Church Baptism Record
Winifred Hore
 Date of Baptism:    24-Mar-1822
Address: Ricketstown    Parish:   RATHVILLY
Denomination:    Roman Catholic
Father:    Michael Hore   
Mother:    Mary Travis        

Sponsors:   Ned Hore  Catherine Kelly

     This got me wondering, (again), where the surname Hore could have originated.  It obviously sounds like a not so nice name to call a woman, so I started by looking up the word's etymology.  I found that the pejorative meaning has been around since at least 1530, and was found in Middle English, so yeah, everyone knew what it meant by the time my ancestors were using it as their surname.

     But from whence did it come?   My first thought was that it was a Norman name, like Fitzgerald or Power.  But then I began seeing the name spelled with the O prefix in a few pre-famine records in Ireland, the earliest being the 1845 marriage of Winifred's brother John to Catherine McGarr, although when their first child was born a year later the PP wrote "Hoare" as the surname. So was it a Gaelic name after all?  Was it just the vagaries of the Priest who wrote the record?  It must also be remembered that the use of Gaelic prefixes like O and Mc were outlawed for a time.  I recently saw these statistics at a great site called Your Irish

YEAR                         Percentage of Population Using The O Prefix
1866                                                      4%
1890                                                     13%
1914                                                     20%
1944                                                     60%

     You can see that as time went by, and pride in their national heritage grew, Irish men and women began to return to the older forms of their names.  I still tend to believe there was no O prefix in the original name.  Probably the first Hore in Ireland was a Norman knight named Sir William le Hore who came in 1169.  He was granted an estate in County Wexford about 45 miles from Rathvilly.  There are still families of that name in Wexford and up through Wicklow and of course in Carlow.

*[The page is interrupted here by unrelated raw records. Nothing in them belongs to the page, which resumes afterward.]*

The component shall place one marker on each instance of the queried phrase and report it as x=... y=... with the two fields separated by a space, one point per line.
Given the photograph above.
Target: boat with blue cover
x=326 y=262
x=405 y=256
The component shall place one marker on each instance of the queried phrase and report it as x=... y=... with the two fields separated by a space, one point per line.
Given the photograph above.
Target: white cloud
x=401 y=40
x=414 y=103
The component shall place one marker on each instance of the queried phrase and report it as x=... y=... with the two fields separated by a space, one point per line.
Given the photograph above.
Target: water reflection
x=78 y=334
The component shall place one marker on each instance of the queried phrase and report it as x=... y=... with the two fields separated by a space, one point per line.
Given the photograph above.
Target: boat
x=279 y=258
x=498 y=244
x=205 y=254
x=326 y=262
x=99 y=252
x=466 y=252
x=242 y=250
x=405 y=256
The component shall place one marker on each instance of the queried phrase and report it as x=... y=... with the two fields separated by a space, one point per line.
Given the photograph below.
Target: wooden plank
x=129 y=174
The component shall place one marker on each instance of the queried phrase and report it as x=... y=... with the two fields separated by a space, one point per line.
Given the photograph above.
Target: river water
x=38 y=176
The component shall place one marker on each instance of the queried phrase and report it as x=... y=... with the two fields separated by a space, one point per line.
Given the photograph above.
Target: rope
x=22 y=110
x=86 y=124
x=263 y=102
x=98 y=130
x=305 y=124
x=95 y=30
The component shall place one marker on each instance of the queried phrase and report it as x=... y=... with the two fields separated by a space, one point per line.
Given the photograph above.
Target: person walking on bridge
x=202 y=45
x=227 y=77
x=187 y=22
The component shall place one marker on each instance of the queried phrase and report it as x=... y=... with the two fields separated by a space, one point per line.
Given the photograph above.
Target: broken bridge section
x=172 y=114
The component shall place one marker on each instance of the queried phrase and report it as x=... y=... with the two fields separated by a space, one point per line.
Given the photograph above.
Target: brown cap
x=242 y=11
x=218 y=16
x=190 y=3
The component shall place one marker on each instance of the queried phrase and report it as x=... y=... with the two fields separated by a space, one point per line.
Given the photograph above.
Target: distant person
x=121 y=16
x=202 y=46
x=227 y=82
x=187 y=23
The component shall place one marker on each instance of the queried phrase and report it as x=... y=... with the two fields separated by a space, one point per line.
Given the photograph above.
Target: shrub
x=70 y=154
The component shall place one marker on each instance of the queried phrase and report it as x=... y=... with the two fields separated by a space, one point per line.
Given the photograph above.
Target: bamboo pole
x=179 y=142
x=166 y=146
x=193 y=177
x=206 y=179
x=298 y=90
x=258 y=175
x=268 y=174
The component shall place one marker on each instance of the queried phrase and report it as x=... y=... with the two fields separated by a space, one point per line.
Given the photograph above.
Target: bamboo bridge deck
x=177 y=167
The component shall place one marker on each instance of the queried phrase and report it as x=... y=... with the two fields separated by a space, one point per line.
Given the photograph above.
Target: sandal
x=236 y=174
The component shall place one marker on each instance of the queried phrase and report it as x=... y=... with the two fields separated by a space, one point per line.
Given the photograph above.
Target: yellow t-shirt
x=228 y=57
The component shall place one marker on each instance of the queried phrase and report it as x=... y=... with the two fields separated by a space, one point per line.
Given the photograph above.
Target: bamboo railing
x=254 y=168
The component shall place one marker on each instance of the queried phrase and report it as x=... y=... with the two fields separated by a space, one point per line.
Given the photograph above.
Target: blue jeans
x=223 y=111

     It's still puzzling to me why the American Hore's decided to add the O, certainly in 1850's America there was no real advantage to being Irish.  Quite the opposite, many Americans were not happy about the influx of Irish immigrants during and after the famine and treated them quite badly.

     For now, I'm going with the Norman origin of the name.  It's well known that the descendants of those early soldiers who came to Ireland intermarried with the locals and assimilated their customs, language and manner of dressing.  By the 1300's some of them couldn't even speak English!  This so distressed England that in 1366 the Statutes of Kilkenny were introduced forbidding intermarriage, the use of Irish language and names and Irish laws.  Given the proximity of those first "Hores" to where my ancestors lived, it makes perfect sense.